At the One Book, One Community program at the American Library Association Conference in Chicago this summer, I was given a bag of books, including When the Emperor Was Divine by Julie Otsuka. During the program, a representative from Random House Books promised us that this would be a good book for community discussions; it had already been popular in the Seattle Reads program. Now that I have finally gotten around to reading it, I agree.

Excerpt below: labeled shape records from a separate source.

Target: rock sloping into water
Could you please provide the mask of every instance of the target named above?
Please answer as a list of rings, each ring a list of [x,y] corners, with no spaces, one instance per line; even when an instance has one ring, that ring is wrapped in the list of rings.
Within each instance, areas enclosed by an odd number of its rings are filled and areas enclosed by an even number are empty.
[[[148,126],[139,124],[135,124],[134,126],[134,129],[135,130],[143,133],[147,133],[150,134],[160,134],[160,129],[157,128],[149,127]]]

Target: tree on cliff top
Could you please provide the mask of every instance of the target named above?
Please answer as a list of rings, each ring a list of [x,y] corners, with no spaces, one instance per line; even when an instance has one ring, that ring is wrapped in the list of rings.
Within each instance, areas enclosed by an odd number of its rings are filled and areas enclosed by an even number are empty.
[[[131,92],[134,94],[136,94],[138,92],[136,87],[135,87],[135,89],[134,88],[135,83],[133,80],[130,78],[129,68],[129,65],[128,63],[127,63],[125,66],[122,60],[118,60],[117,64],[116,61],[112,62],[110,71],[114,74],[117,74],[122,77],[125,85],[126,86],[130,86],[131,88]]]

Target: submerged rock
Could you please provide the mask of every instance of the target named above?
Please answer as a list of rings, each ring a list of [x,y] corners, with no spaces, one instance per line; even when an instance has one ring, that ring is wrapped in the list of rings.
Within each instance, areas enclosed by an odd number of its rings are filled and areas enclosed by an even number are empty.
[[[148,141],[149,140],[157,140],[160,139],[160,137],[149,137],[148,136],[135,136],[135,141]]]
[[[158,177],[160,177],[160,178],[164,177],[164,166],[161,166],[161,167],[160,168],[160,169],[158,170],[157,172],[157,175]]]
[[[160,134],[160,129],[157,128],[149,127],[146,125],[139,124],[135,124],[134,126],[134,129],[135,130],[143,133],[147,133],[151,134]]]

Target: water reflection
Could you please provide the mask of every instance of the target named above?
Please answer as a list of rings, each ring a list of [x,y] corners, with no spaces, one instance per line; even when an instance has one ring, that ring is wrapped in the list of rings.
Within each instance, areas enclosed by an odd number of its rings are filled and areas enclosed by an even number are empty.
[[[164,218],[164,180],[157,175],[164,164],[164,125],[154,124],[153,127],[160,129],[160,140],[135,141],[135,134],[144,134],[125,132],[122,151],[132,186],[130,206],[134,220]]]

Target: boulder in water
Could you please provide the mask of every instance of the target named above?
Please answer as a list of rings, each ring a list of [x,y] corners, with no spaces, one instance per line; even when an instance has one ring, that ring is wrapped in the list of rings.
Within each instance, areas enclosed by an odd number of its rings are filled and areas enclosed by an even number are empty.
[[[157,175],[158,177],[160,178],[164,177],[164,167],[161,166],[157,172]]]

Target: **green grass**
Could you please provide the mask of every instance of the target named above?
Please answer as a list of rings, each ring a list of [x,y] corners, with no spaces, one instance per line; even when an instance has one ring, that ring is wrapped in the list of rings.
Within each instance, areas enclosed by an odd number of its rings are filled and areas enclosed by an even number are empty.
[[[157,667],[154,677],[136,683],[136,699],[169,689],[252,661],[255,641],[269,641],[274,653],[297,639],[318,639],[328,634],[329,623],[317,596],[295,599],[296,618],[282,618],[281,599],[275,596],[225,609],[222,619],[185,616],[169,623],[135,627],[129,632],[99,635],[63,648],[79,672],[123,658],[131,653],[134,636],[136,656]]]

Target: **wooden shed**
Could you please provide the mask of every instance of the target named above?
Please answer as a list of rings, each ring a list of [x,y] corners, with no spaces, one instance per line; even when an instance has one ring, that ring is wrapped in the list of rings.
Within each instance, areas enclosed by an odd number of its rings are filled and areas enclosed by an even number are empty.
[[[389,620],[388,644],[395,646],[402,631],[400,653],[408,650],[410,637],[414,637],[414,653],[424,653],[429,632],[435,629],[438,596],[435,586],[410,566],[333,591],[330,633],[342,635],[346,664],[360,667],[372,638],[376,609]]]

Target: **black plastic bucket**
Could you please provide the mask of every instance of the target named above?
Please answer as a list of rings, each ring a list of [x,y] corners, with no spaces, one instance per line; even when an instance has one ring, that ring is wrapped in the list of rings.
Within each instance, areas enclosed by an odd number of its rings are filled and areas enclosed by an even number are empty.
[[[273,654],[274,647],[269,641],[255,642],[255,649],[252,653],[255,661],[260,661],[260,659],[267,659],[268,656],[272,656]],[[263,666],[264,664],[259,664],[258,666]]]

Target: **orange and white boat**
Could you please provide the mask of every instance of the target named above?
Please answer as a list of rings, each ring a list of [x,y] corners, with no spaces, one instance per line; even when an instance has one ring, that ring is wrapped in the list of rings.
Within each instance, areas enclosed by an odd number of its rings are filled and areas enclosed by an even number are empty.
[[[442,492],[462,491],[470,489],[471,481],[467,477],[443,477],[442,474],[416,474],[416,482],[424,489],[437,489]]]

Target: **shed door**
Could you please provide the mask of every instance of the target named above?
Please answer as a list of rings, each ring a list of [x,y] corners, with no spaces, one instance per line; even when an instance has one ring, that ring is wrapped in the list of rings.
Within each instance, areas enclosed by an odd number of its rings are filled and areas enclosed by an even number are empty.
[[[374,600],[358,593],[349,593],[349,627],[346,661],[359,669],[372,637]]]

When the Emperor Was Divine has a lot going for it as a community reading choice. It is a short, well written book about the experiences of a Japanese-American family that is divided by federal security officials and sent to internments camps during World War II. The father is carried off in the night without even being allowed to dress; the son and the daughter both dream later of their father returning to them still wearing only a robe and slippers. The children and their mother remain in Berkeley for several months, becoming poorer and more isolated, until they too are sent to a series of camps, mostly in forbidding locations; they suffer form heat, cold, saline dust and boredom. Most readers will sympathize with the family, whose habits and aspirations are so much like their own.
Though the setting of When the Emperor Was Divine is the 1940s, the book is timely: we still have the fear of foreign people leading to angry words being said and rocks being thrown through windows. We may someday have books like this one about the families of American Muslims who were unaccountedly held without ever being charged with crimes after September 2001. When we do, we should discuss them, too.